This week, the European Air Safety Committee released an updated version of the EU Air Safety List. The list contains the names of airlines which are banned from flying in EU airspace due to concerns for their safety procedures. Some airlines on the list only have partial restrictions.
Santa isn’t the only one with a naughty list at this time of year. An update to the EU Air Safety List (ASL) has been released this week. The list names any airline, carrier or state which does not meet international safety standards and is therefore banned from operating in EU airspace.
Updated two or three times a year as standard, the list is necessary to ensure passengers are not at risk when travelling. Any airline on the list may be fully or partially banned from operating in the EU. Some airlines on the list, which don’t routinely operate in the EU, are named so travellers are aware of the risks when travelling with some airlines around the world. The list is also updated as needed after current events which may affect passenger’s safety or upon request of a state or airline.
A necessary document, but not a popular one, this naughty list only applies to commercial flights, not private ones. Just like Santa’s list, it’s not a list anyone wants to be on.
This year’s update
The new list, released this week, has a total of 115 air carriers who are banned from EU skies. This includes 109 airlines from 15 states which are banned due to a lack of international standards by the aviation authorities in said states. This means that there is not an overarching structure which ensures that these airlines are checked and held accountable in their own state. It does not mean the specific airline have been found to lack safety precautions.
However, some airlines have been added to the list because they have been identified as potential dangers in themselves. The airlines are; Avior Airlines (Venezuela), Iran Aseman Airlines (Iran), Iraqi Airways (Iraq), Blue Wing Airlines (Suriname), Med-View Airlines (Nigeria) and Air Zimbabwe (Zimbabwe).
There are also three airlines which have operational restrictions when operating in EU airspace and therefore can only use certain types of aircraft. The airlines are; Air Koryo from the Democratic People’s Republic of Korea, Air Service Comores from the Comoros and Iran Air from Iran.
Who writes the naughty list?
Apart from Santa? The European Commission decides who goes on the list and it needs a lot of information to do so. It requires a lot of data from all over the world to make informed decisions so the Commission gathers information from ICAO, FAA, EASA, SAFA and TCO reports, as well as gathering its own information from states.
The European Commission also gets support from the EU Air Safety Committee (ASC), the European Aviation Safety Agency (EASA) and the European Parliament’s Transport Committee. The safety standards are always checked against international standards and the standards of the International Civil Aviation Organisation (ICAO).
Is it possible to get off the naughty list?
Fear not, as with Santa’s list, good deeds can erase an airline’s name from the list and allow it to fly to the EU. An airline can ask to be removed from the list if it believes it has taken appropriate measures to address the Committee’s concerns.
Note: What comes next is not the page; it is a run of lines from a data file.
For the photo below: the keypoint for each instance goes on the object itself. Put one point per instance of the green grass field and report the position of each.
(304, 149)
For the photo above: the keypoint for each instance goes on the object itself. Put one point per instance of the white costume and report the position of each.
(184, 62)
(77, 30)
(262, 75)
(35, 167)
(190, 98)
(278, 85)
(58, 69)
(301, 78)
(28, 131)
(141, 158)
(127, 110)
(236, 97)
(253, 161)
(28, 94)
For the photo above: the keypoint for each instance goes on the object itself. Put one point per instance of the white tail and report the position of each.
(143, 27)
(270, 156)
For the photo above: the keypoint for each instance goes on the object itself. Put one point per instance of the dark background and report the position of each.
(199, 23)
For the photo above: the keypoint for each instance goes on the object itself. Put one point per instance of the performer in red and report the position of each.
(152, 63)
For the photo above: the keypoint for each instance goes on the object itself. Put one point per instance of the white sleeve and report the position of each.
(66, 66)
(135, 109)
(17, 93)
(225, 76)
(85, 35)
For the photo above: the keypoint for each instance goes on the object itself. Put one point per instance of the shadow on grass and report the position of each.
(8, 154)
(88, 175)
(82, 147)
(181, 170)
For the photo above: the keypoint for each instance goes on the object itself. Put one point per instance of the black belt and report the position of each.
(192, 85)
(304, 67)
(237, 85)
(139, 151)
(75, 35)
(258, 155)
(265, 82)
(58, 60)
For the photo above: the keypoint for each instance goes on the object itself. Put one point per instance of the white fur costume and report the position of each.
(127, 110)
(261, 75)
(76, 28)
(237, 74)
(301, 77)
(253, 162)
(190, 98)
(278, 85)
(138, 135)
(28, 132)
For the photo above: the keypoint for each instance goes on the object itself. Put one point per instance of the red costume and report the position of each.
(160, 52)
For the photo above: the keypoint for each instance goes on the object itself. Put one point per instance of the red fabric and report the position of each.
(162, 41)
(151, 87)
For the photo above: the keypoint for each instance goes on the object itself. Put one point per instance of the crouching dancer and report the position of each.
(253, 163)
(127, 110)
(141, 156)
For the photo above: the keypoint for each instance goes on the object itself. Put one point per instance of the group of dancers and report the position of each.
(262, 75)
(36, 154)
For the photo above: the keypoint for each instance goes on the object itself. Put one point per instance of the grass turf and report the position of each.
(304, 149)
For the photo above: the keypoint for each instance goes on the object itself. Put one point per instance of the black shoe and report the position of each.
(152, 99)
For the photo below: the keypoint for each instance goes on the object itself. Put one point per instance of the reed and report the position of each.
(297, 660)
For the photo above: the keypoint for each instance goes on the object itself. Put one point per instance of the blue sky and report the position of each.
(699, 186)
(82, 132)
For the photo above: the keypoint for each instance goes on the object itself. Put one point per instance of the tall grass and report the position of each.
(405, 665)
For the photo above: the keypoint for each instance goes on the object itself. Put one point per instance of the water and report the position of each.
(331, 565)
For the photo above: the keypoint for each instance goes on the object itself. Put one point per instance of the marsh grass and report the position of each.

It has to provide evidence that it now meets the standards set by the commission and that the oversight authority it answers to also meets international standards.
The Air Safety Committee will then look at the evidence and decide. If an airline is deemed safe but the oversight authority is not, then the state is responsible for addressing the issues of the authority.
Be beware, bad deeds can mean an airline or an entire state can be added at any time. If the committee receives evidence of serious safety issues, the list is updated. Airlines which are already on the list, or might be added, have the right to submit a defence to the Committee. They can send any evidence which shows they meet international standards and should stay off the list.
Is Santa on the list?
Luckily for most people, Santa’s name does not appear so nothing should prevent the man in red from delivering gifts on Christmas Eve. Although the Committee hasn’t released an official statement regarding Santa’s health and safety status, it’s fair to assume that he may be considered in the future. An open-air cabin, lack of proper landing gear and reindeer for engines are currently not part of the international standards for safety.